Monday was Buddha's Birthday, a public holiday here in Korea (as in much of East Asia). Not only did Nana and I get the day off, we also joined a Royal Asiatic Society tour of the local festivities, centered on five local temples we hadn't yet seen. This post will deal with the holiday and its traditions (and images) in general; a second post will provide some details about the temples themselves.
Buddha's Birthday celebrates the birth of Siddhartha Gautama, the founding figure of the Buddhist religion. Buddhists believe that Gautama, who was the prince of a small kingdom in northern India around 400 BC, sprung from his mother's side (often interpreted as a kind of Sanskrit c-section, in keeping with ancient Indian beliefs that traditional birth was somehow impure) able to walk and talk immediately upon his birth.
Images of Buddha's birth are common in Buddhist temples here in Korea. Below you can see the prelude to Gautama's conception (by a three-tusked white elephant who visited his mother in a dream), the birth itself (with Gautama emerging from his mother's sleeve), and Buddha's first steps and first words shortly thereafter (he points to the earth and the sky and says he has been sent to save all who dwell there).
The Lotus Lantern
In Korea, Buddha's Birthday is commonly referred to as the Festival of the Lotus Lantern, a nod to the most visible symbol of the holiday here.
The lotus lamp has its roots in the belief that, when Buddha took his first steps, a lotus flower sprouted at his feet. During the run-up to Buddha's Birthday, Buddhists adorn their temples with hundreds of these lanterns, which are also trailed off through the main gate and down the surrounding streets.
The Lotus Lanterns come in many shapes and colors. The simplest and most common are bright paper deals with an image of the baby Buddha screened on the side. (Notice the baby Buddha dance--one finger to the ground, one to the sky.)
Others are a little more subtle, such as these black-and-white lamps with simple hangeul script.
A third class is very stylized, in polygon form.
And a final class strives for realism with its plastic blossom shape.
Of course, no matter what kind of Lotus Lantern, the true effect can only be seen at night.
A final note: the papers you see hanging from the lanterns are prayers or dedications written by the folks who purchased the lamps.
Bathing the Baby Buddha
One cute little tradition surrounding Buddha's Birthday is the act of bathing the baby Buddha (or a statue of him, at least) by pouring a simple dipper of water over his head.
All visitors, regardless of religion, are invited to give the baby Buddha a dousing--and since the visitors seem to come in droves on these days, you can imagine the little guy gets pretty darn clean.
During our day out, Nana and I also had the chance to witness two traditional Buddha's Birthday performances.
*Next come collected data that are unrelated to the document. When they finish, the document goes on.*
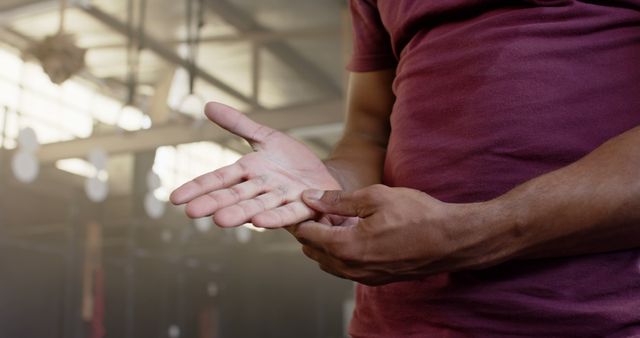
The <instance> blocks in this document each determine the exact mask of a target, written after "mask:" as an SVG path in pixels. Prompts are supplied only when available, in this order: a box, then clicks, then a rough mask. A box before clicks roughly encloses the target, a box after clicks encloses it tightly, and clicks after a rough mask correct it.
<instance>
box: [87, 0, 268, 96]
mask: <svg viewBox="0 0 640 338" xmlns="http://www.w3.org/2000/svg"><path fill="white" fill-rule="evenodd" d="M78 8H80V9H82V10H83V11H84V12H85V13H86V14H88V15H89V16H91V17H92V18H94V19H96V20H98V21H100V22H102V23H103V24H105V25H107V26H108V27H110V28H111V29H113V30H114V31H116V32H118V33H120V34H123V35H125V36H126V35H128V34H129V27H128V25H127V24H126V23H124V22H122V21H120V20H118V19H117V18H114V17H113V16H111V15H109V14H107V13H105V12H104V11H102V10H101V9H99V8H97V7H95V6H93V5H91V4H89V3H81V4H79V5H78ZM138 33H139V32H136V33H135V34H134V39H137V37H138V36H140V34H138ZM141 35H142V39H143V40H144V47H145V48H147V49H149V50H151V51H153V52H154V53H156V54H157V55H158V56H159V57H160V58H162V59H164V60H165V61H167V62H169V63H173V64H175V65H178V66H180V67H183V68H185V69H189V68H190V67H191V66H192V65H191V63H190V62H189V61H188V60H186V59H184V58H182V57H181V56H180V55H178V54H177V53H176V51H175V50H173V49H172V48H170V47H167V46H166V45H165V44H164V43H162V42H160V41H158V40H156V39H154V38H152V37H151V36H149V35H148V34H146V33H143V34H141ZM195 74H196V76H197V77H198V78H201V79H203V80H204V81H206V82H208V83H210V84H212V85H213V86H215V87H217V88H219V89H220V90H222V91H224V92H226V93H227V94H229V95H231V96H233V97H234V98H236V99H238V100H240V101H242V102H245V103H247V104H249V105H250V106H252V107H259V106H260V105H259V104H258V103H257V102H256V101H255V100H253V98H251V97H248V96H246V95H244V94H242V93H240V92H239V91H238V90H236V89H234V88H232V87H231V86H229V85H227V84H226V83H224V82H223V81H221V80H220V79H218V78H217V77H214V76H213V75H211V74H210V73H208V72H207V71H205V70H203V69H202V68H200V67H198V66H197V65H196V66H195Z"/></svg>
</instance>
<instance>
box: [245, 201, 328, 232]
mask: <svg viewBox="0 0 640 338" xmlns="http://www.w3.org/2000/svg"><path fill="white" fill-rule="evenodd" d="M315 215H316V213H315V212H314V211H313V210H311V209H309V208H308V207H307V206H306V205H305V204H304V203H302V202H299V201H296V202H291V203H289V204H286V205H283V206H281V207H278V208H275V209H272V210H267V211H265V212H262V213H260V214H258V215H256V216H255V217H253V218H252V219H251V222H252V223H253V224H254V225H255V226H258V227H263V228H280V227H284V226H287V225H291V224H297V223H300V222H302V221H305V220H308V219H311V218H313V217H314V216H315Z"/></svg>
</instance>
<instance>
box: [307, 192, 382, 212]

Here are a few shots of one of the shows (involving a chorus, dancers, a ritual offering of gifts, and a Buddhist nun rocking the point-and-shoot camera).
A second performance included a much more elaborate (and more traditional) band.
The History of Buddha's Birthday in Korea
Given all the traditions piled up around the day, you might think that Buddha's Birthday has a long history as a Korean national holiday. However, Buddhism as a whole fell hugely out of favor during the Joseon Dynasty period after, according to the neo-Confucian philosophers of the time, clerical excesses corrupted the previous regime. In fact, when the capital was moved to Seoul, the king decreed that no monks would be allowed to pass the city gates, and even today, all the historical temples of Seoul are well outside the limits of the old city walls. Only in the last 75-odd years has Buddhism seen a revival in Korea, and only in the past decade or so has Buddha's Birthday become a major event on the Korean calendar.